She slouched a bit as she walked, with hands tucked into her pockets, clearly uncomfortable with attention. It was a strange dichotomy to try and cut oneself from the world by appearance, yet in the same inadvertently begging to be noticed. It probably did not help her self-esteem to hit puberty and be what, four-foot, eight he guessed, and eighty pounds soaking wet. Probably, the only clothes that fit her featured ‘One Direction’ or whatever the tween fad was now. He would rebel from that, too.
They about crossed paths, and she glanced at him with eyes overfilled with sadness and longing, right before ducking between rows of cars. Whatever her story, Nicolas wished for her to find whatever it was she searched for as he slid into his own dinged-up, grey Honda Accord. It was time to go home.
His drive today took him down Main Street, USA. Walt Disney himself took inspiration from downtown Fort Collins, using images of the city to fashion his own in Anaheim long ago. In many ways, downtown Fort Collins had retained that same timeless look and personality. Here were the small businesses with the funny names and the people that loved them, shaded by plenty of mature hackberry and honey locust trees which grew by the sidewalks and even in the raised landscaping of the median. Sure, the town also had its malls and shopping centers, box stores to the south, its industry to the north-west by the rail line, all far away from downtown and the school.

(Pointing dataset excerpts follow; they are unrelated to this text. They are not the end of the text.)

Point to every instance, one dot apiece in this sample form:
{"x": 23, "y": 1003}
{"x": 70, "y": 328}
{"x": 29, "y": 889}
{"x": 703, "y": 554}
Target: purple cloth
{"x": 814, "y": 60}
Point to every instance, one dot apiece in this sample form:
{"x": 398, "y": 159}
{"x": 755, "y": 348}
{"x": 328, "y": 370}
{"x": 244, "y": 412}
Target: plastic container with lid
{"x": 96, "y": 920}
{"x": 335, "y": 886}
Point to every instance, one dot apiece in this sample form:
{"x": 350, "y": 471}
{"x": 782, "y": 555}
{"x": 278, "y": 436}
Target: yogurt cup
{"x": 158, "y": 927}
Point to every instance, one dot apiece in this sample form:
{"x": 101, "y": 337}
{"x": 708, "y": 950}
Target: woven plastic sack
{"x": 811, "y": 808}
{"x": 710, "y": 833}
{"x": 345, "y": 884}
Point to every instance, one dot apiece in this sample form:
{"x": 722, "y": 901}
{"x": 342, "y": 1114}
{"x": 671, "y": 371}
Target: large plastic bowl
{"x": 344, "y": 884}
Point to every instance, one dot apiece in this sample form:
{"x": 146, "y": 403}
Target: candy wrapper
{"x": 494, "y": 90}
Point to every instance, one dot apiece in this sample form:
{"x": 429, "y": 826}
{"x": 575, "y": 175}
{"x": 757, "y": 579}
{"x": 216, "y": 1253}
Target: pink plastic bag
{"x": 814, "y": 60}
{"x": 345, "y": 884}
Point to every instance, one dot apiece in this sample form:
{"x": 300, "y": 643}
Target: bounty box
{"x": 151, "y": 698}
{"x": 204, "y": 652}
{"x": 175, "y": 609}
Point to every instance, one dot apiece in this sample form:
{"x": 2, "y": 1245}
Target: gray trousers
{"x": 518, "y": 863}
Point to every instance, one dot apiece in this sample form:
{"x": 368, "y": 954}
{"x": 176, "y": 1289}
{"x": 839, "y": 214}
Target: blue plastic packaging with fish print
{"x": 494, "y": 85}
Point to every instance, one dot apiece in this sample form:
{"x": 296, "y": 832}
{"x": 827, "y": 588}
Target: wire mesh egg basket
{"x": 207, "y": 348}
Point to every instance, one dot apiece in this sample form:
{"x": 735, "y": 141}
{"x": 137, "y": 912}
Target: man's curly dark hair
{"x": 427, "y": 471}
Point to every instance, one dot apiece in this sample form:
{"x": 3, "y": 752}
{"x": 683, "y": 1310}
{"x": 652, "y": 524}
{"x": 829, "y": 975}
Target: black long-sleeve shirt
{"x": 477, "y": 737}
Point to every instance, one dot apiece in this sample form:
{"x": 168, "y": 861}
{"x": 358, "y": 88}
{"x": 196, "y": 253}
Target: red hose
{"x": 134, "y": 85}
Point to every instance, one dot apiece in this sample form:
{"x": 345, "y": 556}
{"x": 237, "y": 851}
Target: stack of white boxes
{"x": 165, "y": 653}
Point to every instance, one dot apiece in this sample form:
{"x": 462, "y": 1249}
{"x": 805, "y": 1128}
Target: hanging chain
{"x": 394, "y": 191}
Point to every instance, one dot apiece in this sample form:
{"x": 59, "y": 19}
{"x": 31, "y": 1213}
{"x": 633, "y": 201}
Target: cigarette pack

Usually, Nicolas avoided downtown, as it was slightly out of the way. He was searching for a little cheering up today. On better days he would take solace that even though his career never went anywhere, at least he had managed to end up in a pretty good place to raise his kids. He eventually swung a right on a seam between those subdivisions, that idyllic 5th of an acre that shared lawns on lazily curving streets.
They were three residents in a town of roughly one-hundred fifty thousand, twice that number if you include the surrounding towns and farmland. There was much clucking and many a puffed chest in town a few years back when Fort Collins was voted the ‘Best Place to Live’ by a prominent magazine, not to mention all the other ‘lesser’ accolades the city had been lavished with the past decade. All in all, it was one of those towns big enough to hide in, and small enough to run into a friend at the grocers.
Except for his own education at California Polytechnic and a few years after, Colorado had been Nicolas’s home for his entire life. His state might be synonymous with the Rocky Mountains, but its cities lie in the eastern third of the state, an area that has much more in common with the farmland of Kansas and Nebraska than the rugged mountain imagery exploited in commercials. It was a strange dichotomy that a few tech companies had chosen to relocate to Fort Collins of late, or perhaps it was a good balance.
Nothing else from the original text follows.